Con estas mediciones elementales llega a conclusiones como que tocar la guitarra a las once de la noche un martes lluvioso con temperatura bajo cero en una calle solitaria no es la mejor opción para hacer una buena recaudación (sobre todo si tus máximos referentes artísticos son Leonard Cohen y Luis Aguilé).

Gracias al análisis estadístico logra mejorar el rendimiento de su jornada laboral con solo evitar las variables menos productivas.

Piensa el economista en la posibilidad de incrementar los beneficios de la actividad pedigüeña a través del enriquecimiento de sus estadísticas y en las jornadas posteriores se esmera en recabar una gama más amplia de factores, como la edad aproximada de las personas que echan dinero en su lata, el sexo, el grupo étnico e incluso la filiación política (verificable a través del estilismo y de la longitud de los paraguas). Adquiere también un pluviómetro casero.

Su jornada se complica por el hecho de usar técnicas como el análisis de frecuencia acumulada, que le obliga a interrumpir continuamente sus conciertos callejeros para poner crucecitas en un cuadrante, examinar la recaudación, anotar cantidades o inventar símbolos.

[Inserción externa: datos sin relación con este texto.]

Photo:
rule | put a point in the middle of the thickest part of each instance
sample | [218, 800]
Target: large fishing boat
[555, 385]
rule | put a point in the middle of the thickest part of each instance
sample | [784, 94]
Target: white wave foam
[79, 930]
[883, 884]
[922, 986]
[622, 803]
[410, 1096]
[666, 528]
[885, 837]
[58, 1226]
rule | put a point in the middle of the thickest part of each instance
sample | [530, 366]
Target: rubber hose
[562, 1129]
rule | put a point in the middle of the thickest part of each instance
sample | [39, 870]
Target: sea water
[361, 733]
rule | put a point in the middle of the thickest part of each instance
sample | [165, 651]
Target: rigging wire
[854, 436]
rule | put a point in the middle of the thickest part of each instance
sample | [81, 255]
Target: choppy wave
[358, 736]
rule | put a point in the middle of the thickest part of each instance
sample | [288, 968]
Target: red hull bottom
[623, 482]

Al concluir varios períodos de muestreo y examinar con detalle los resultados, descubre con decepción que los beneficios no solo no han aumentado sino que incluso han decrecido ligeramente. Intuye que el mismo proceso de toma de datos dificulta su dedicación principal, que no es otra que tocar la guitarra. Ha llegado la hora de ampliar plantilla.

Así es como conoce a María Alejandra, una bailarina venezolana, a quien le ofrece la posibilidad de trabajar para él encargándose de recabar los datos a cambio de un 20% de la recaudación y un modesto almuerzo.

Qué desperdicio, endosarle a María Alejandra las estadísticas en vez de ponerla a mover el culo, que es lo que hace bien.